Ungläubig sah Victor sich um. "Vladislav hat in seiner Privatvilla eine Gefängniszelle im Keller? Das sagt echt ne Menge über ihn aus ..."

Der Muskelprotz nickte zustimmend. "Du bist der erste, der da drin steckt. DAS sollte dir Gedanken machen, mein Bester", befand er und zog endlich den gesuchten Ordner hervor. Dann machte er sich zurück auf den Weg nach oben, raus aus dem Keller. Er war hier erstmal mit allem fertig.

"Warte mal, wie lange habt ihr mich schlafen lassen?", rief Victor ihm hinterher. "Ist immer noch Dienstag?"

"Es ist Mittwochmorgen", brummte Waleri tonlos, dann war er weg.
 

Als Waleri etliche Stunden später das nächste Mal in den Keller kam, saß Victor auf dem Fußboden, mit dem Rücken gegen die Wand gelehnt, die Beine überkreuz geschlagen, die Hände im Schoß. Er wirkte gelangweilt. Waleri musterte ihn kurz prüfend. "Du heckst doch nichts aus, Kumpel, oder?"

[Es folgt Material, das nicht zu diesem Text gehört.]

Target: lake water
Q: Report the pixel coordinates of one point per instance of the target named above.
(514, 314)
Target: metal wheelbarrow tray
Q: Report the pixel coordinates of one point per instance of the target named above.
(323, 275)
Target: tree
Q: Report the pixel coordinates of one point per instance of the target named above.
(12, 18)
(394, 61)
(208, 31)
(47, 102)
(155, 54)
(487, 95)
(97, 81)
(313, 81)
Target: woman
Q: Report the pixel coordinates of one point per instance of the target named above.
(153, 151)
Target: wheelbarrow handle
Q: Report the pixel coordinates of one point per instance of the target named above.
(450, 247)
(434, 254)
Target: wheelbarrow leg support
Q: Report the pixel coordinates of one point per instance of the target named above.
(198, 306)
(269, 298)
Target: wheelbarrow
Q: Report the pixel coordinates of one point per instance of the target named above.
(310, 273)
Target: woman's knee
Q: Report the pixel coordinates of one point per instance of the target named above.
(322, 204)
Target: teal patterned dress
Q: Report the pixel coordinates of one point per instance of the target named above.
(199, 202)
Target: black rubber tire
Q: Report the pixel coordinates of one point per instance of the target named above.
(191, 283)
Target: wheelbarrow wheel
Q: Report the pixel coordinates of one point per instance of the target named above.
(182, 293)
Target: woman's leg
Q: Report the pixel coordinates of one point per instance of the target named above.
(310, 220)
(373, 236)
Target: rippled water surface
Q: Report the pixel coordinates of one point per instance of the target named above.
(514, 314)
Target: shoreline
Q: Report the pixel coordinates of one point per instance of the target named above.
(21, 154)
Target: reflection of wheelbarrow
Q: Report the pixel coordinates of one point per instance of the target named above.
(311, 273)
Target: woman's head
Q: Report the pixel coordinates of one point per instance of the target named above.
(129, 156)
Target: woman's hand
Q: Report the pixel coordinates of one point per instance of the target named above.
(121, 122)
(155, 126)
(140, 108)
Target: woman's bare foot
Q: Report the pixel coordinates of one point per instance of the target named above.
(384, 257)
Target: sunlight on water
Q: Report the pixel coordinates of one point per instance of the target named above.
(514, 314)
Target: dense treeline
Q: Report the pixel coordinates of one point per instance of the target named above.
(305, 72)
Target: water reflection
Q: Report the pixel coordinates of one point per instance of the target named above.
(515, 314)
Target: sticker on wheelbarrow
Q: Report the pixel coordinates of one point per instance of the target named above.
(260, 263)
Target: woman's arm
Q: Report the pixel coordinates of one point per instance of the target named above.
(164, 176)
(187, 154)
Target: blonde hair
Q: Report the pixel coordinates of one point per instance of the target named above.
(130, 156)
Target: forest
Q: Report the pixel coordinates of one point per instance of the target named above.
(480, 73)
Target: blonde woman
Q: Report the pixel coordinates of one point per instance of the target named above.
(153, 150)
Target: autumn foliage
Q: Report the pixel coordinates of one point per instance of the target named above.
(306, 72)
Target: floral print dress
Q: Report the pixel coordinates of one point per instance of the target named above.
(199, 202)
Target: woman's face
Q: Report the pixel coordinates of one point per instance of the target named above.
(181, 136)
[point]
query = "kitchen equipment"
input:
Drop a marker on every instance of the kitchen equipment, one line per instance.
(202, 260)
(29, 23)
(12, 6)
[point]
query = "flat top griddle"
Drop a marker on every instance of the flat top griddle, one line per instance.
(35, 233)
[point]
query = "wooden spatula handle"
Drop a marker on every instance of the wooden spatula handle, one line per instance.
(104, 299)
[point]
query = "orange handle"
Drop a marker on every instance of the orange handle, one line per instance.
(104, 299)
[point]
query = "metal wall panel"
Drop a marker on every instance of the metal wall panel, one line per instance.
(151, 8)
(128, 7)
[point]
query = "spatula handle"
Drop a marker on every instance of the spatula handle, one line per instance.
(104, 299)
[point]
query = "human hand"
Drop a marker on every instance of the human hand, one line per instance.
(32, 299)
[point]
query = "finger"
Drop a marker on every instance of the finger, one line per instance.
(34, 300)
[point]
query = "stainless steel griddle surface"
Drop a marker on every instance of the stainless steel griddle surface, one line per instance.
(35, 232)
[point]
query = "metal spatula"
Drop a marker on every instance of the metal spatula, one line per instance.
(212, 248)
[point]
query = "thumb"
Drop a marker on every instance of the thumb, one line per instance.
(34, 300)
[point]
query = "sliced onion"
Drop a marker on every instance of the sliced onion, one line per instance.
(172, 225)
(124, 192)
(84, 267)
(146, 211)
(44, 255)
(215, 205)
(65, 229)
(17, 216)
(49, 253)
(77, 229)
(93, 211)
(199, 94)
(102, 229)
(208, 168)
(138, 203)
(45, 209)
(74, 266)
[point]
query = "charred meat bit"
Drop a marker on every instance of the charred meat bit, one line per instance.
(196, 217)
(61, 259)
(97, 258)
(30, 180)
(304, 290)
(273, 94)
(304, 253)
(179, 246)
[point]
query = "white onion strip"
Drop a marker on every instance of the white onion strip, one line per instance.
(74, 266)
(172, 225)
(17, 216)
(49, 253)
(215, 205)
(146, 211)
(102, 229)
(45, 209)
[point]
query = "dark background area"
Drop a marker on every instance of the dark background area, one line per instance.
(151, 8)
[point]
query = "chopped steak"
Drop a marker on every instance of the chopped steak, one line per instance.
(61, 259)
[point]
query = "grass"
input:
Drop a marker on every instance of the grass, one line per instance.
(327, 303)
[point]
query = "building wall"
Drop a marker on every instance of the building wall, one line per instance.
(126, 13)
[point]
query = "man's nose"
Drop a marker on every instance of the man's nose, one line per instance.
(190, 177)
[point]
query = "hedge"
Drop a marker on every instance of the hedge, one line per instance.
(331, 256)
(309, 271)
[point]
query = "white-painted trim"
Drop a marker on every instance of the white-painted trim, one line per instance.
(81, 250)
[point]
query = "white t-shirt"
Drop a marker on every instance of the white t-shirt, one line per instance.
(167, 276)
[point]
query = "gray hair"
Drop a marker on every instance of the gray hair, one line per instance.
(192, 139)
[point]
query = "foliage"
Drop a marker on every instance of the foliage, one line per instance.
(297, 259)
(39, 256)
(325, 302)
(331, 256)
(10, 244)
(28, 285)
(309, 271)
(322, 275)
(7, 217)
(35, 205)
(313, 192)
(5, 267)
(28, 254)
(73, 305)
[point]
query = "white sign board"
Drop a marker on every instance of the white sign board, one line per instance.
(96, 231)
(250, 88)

"Was meinst du?", fragte Victor irritiert zurück. "Mache ich diesen Eindruck denn?"

"Solltest du nicht einen Haufen Terz machen und uns bedrohen und beleidigen?"

Victor wog kurz abwägend den Kopf hin und her. "Wenn ihr das wünscht, tue ich das", meinte er nüchtern. "Aber eigentlich wäre es mir lieber, wenn Vladislav einfach mal runterkäme und ganz unvoreingenommen mit mir reden würde."

"Wünsch es dir nicht. Der wird sich noch früh genug um dich kümmern", kommentierte Waleri, bevor er sich wieder den Kartons mit Unterlagen zuwandte und zu kramen begann.

"Was beschäftigt ihn denn so sehr, dass er mich nicht sehen will? Ich hätte nicht geglaubt, dass für ihn irgendwas mehr Priorität haben könnte, als die Rache an mir."

Waleri warf ihm einen nachdenklichen Blick zu, als würde er überlegen, ob er Victor wirklich Auskünfte dazu geben sollte. Es folgte ein rückversichernder Blick zur Treppe. Was sollte es, Victor war eh bald tot und konnte mit der Info sowieso nichts mehr anfangen. "Vladislav macht Bestandsaufnahme, was vom Kartell noch übrig ist, und trommelt die verbliebenen Leute wieder zusammen. Er hat in den letzten Tagen schon etliche Mitglieder persönlich abgeklappert, bevor du uns ins Netz gegangen bist."

"Prima ...", befand Victor deprimiert. "Er will die Motus ernsthaft wieder aufleben lassen?"

"Ja, und zwar z.z.: ziemlich zügig. ... Und jetzt halt die Klappe", trug der Schutzgeist ihm auf. Abermals wühlte er suchend in den Kartons herum.